The company’s performance is negatively impacted by macroeconomic pressures and inconsistent demand, particularly in international markets. In the second quarter of 2024, net sales amounted to $148.6 million, reflecting an 11% decline compared to the previous year. The decline was largely attributed to year-over-year soft sales in the Toys/Consumer Products segment due to lower sales in North America and softer Disney sales, accompanied by a fall in Costumes sales due to reduced orders from select recurring costumes. For the quarter, Toys/Consumer Products segment sales were down 11.3% globally, and sales of Costumes were down 10.1% year over year. The downtrend was backed by a lack of new film releases.

While JAKKS Pacific has a strong slate of product launches planned for the second half of 2024, including toys linked to major movie franchises like Disney’s Moana 2 and Sega’s Sonic the Hedgehog 3, it’s unclear whether the new releases will be enough to reverse the current downward trend in sales.

One of the key weaknesses in JAKKS Pacific's recent performance is its international segment. During the second quarter, International sales dropped 31.1% year over year to $16.5 million. The company cited logistics issues in Asia and a content-light first half as reasons for the downturn. These factors, combined with macroeconomic headwinds and inconsistent consumer demand in key international markets, have significantly weighed on JAKKS’ ability to grow outside of North America.

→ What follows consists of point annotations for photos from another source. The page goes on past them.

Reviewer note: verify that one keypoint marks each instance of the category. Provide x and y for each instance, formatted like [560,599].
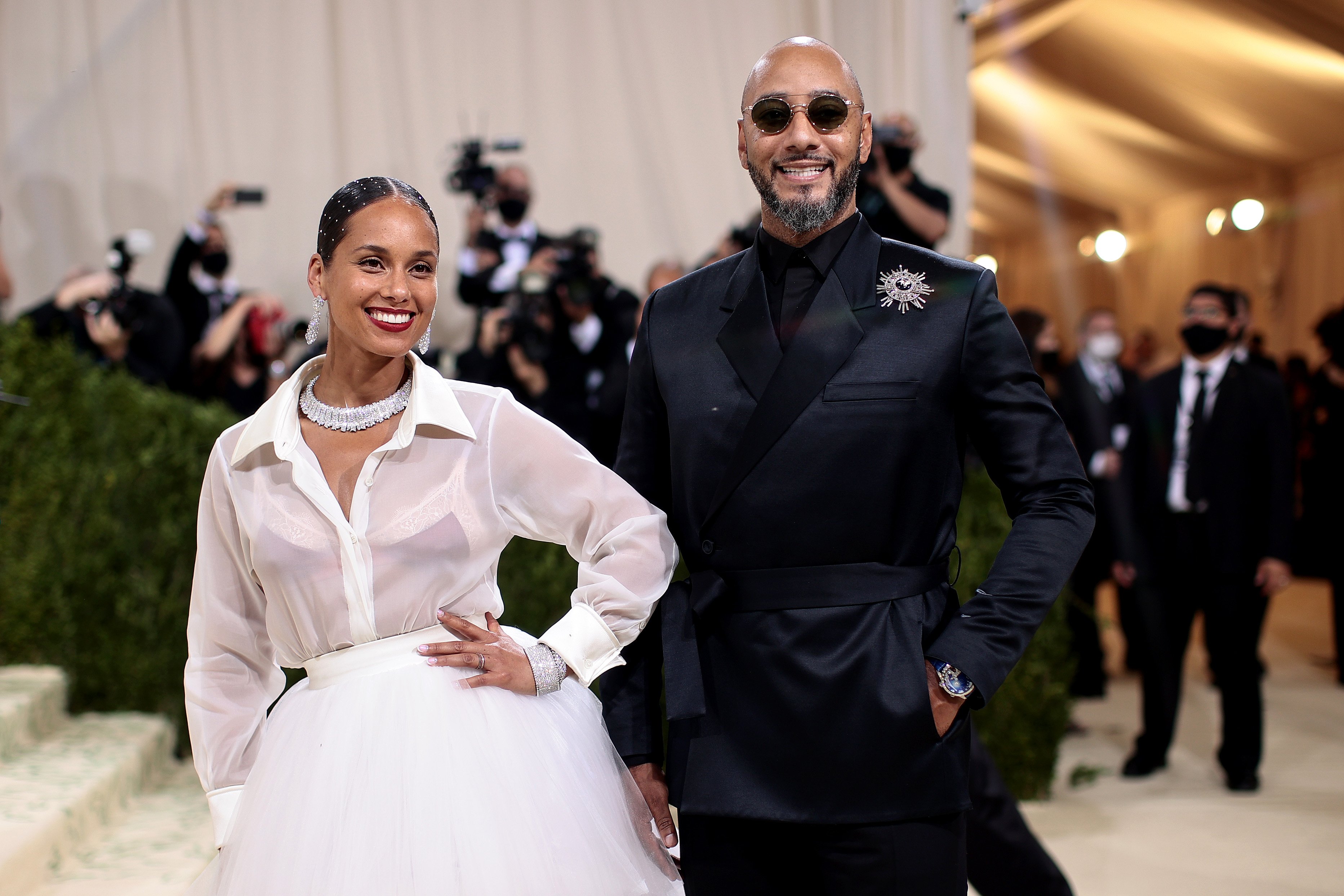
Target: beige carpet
[1180,831]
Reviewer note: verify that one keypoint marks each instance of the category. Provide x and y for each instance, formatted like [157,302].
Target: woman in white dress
[358,518]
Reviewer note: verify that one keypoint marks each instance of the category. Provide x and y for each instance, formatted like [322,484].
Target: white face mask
[1104,347]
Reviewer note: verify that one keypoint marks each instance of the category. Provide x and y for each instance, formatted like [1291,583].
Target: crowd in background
[1215,480]
[558,332]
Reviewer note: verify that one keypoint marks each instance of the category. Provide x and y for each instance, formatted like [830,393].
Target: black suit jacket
[845,451]
[1089,422]
[1250,467]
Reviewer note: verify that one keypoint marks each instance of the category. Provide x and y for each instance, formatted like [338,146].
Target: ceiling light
[1111,245]
[1214,224]
[1248,214]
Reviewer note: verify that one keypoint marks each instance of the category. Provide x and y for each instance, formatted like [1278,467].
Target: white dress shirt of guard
[1191,368]
[283,577]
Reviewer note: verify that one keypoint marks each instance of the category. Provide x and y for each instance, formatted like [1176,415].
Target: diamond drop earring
[423,343]
[311,336]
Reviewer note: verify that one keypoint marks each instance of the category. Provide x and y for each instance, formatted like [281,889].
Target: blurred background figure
[1323,472]
[1219,518]
[1099,402]
[1038,335]
[240,359]
[897,203]
[198,283]
[596,320]
[1250,346]
[112,320]
[495,254]
[1140,354]
[736,241]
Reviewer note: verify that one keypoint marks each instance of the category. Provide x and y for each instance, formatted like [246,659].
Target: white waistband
[378,656]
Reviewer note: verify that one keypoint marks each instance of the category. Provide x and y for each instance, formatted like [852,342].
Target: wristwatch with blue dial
[952,680]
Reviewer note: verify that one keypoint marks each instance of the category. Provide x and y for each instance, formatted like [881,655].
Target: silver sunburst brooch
[904,288]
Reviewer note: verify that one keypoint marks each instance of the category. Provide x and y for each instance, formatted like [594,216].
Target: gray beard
[804,214]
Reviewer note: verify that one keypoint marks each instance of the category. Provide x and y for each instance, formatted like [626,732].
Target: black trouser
[1234,612]
[1338,597]
[1003,856]
[749,857]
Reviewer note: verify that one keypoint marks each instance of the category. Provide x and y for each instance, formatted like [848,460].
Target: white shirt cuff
[585,642]
[224,808]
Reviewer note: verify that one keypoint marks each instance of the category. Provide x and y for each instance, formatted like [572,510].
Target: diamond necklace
[351,420]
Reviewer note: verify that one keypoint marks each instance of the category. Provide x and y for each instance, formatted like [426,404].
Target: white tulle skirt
[398,781]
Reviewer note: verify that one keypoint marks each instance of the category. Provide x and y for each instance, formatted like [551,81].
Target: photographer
[115,323]
[503,353]
[494,257]
[595,320]
[897,203]
[198,284]
[237,359]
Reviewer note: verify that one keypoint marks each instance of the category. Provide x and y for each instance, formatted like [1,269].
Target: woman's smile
[390,319]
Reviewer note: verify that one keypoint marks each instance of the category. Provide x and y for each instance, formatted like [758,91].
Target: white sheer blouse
[281,575]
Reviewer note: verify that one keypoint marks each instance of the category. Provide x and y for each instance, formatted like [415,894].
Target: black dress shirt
[793,277]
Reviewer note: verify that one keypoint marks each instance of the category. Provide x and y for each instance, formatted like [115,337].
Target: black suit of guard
[814,493]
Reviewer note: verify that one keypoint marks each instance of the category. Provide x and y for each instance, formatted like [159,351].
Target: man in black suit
[1218,489]
[1099,402]
[801,412]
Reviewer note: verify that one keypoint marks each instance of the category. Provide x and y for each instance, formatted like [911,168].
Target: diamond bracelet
[549,668]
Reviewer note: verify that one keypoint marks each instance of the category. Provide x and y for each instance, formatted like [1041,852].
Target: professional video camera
[469,174]
[123,300]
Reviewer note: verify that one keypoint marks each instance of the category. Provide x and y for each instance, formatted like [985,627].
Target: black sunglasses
[826,113]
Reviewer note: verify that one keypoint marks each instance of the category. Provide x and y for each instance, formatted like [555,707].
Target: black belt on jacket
[712,592]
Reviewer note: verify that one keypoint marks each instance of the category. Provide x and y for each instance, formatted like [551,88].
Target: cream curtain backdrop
[128,113]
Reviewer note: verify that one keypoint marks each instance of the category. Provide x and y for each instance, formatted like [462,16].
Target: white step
[158,850]
[33,704]
[57,796]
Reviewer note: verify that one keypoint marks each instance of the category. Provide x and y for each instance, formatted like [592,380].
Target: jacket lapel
[826,339]
[748,338]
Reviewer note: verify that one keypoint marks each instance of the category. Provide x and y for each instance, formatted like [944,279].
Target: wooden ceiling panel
[1214,75]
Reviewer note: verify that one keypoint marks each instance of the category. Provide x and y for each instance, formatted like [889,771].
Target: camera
[891,139]
[469,174]
[123,300]
[574,268]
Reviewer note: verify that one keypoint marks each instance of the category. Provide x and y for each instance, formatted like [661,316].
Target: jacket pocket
[871,391]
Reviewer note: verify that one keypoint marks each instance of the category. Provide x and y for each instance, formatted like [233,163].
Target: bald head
[820,59]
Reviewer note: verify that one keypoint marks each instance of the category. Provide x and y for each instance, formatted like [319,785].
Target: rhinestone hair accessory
[353,420]
[549,668]
[355,195]
[315,322]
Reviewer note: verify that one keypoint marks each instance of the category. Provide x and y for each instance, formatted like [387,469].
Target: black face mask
[214,264]
[898,158]
[512,210]
[1202,340]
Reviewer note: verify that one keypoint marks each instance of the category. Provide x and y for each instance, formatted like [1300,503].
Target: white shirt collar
[1217,367]
[432,403]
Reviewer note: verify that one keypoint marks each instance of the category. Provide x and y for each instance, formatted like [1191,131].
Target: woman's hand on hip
[498,657]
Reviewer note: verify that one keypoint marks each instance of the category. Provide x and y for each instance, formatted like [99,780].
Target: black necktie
[1195,451]
[799,280]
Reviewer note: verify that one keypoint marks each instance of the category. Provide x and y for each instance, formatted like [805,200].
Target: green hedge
[100,479]
[1027,719]
[99,487]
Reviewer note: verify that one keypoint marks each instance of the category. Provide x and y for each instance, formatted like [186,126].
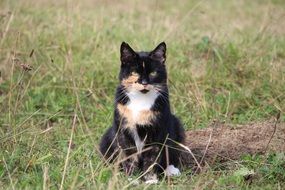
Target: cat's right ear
[127,53]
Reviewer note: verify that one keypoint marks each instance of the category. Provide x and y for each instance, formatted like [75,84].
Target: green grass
[225,62]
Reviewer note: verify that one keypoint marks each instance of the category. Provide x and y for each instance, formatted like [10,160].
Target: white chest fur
[140,102]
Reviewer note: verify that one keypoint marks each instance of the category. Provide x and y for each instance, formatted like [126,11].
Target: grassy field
[59,62]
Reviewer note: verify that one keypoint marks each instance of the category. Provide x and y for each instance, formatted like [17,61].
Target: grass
[225,62]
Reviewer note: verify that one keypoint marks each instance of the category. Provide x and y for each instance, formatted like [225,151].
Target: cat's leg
[176,137]
[149,164]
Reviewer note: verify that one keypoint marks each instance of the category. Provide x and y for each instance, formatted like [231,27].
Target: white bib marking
[139,101]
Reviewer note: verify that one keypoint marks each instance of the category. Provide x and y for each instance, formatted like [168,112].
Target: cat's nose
[144,82]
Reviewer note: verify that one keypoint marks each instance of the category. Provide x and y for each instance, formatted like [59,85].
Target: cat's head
[143,71]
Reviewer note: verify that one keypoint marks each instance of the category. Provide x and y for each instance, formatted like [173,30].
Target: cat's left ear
[159,53]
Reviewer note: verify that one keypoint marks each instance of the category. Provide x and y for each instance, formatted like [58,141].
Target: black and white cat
[144,130]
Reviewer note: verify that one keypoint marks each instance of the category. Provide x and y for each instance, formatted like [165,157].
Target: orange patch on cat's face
[144,117]
[130,80]
[131,83]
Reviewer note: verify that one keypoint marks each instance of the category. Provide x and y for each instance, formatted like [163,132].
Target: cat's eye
[153,74]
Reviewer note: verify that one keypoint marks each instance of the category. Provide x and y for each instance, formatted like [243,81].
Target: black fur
[164,130]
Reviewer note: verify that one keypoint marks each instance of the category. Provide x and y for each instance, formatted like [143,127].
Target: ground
[59,62]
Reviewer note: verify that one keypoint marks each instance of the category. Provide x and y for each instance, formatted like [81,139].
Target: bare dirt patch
[223,142]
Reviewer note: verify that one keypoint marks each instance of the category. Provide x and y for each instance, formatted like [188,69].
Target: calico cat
[144,132]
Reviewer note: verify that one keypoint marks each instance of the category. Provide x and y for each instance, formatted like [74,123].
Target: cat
[144,132]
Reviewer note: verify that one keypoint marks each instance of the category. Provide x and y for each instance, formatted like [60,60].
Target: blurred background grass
[226,62]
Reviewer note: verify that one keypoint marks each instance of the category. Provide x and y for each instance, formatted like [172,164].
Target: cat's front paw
[172,171]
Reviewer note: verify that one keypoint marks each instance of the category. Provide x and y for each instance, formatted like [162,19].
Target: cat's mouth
[144,91]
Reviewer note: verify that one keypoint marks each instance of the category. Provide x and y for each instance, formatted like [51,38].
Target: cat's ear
[159,53]
[127,53]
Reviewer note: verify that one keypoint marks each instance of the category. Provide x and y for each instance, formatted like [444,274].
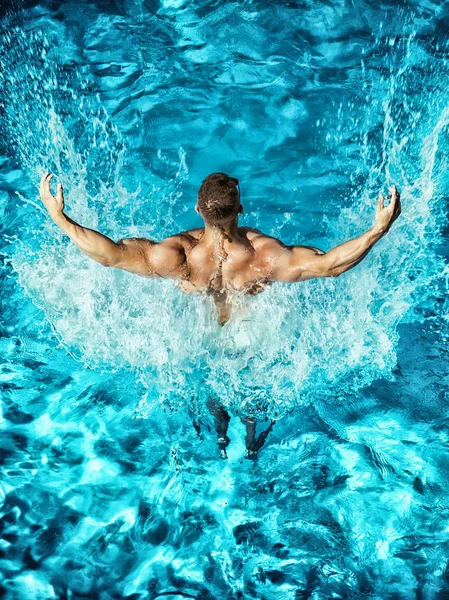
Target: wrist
[378,229]
[58,217]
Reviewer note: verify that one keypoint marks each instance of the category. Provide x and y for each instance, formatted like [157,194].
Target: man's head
[219,199]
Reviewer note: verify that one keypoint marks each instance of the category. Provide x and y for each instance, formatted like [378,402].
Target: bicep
[298,263]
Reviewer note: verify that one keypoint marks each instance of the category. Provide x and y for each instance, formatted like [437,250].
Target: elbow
[334,272]
[106,262]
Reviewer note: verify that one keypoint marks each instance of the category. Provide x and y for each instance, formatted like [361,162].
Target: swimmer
[221,259]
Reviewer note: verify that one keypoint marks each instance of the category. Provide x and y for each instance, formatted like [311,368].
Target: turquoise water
[112,485]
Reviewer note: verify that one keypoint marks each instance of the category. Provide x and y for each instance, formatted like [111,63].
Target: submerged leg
[221,418]
[253,445]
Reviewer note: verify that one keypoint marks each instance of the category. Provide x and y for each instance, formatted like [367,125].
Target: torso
[227,269]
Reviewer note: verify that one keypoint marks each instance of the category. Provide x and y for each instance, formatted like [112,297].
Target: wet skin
[222,259]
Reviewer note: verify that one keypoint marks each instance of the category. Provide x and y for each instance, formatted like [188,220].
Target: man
[221,259]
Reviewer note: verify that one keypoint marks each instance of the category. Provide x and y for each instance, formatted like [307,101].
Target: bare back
[225,267]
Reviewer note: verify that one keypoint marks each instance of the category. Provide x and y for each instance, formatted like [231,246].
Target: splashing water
[292,342]
[315,107]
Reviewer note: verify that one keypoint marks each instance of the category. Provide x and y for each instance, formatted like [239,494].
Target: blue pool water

JAKKS Pacific has been increasing its spending on infrastructure and SG&A (Selling, General, and Administrative) expenses, particularly in Europe and Mexico. While the investments are aimed at long-term growth, they contribute to higher expenses in the short term. This can make its financials look less appealing, especially in lighter quarters. The company acknowledges that the investments are not a straight line to success and involve a degree of testing and learning. This further paves a path for risk and uncertainty. Investors should be wary of these elevated expenses and their impact on the bottom line.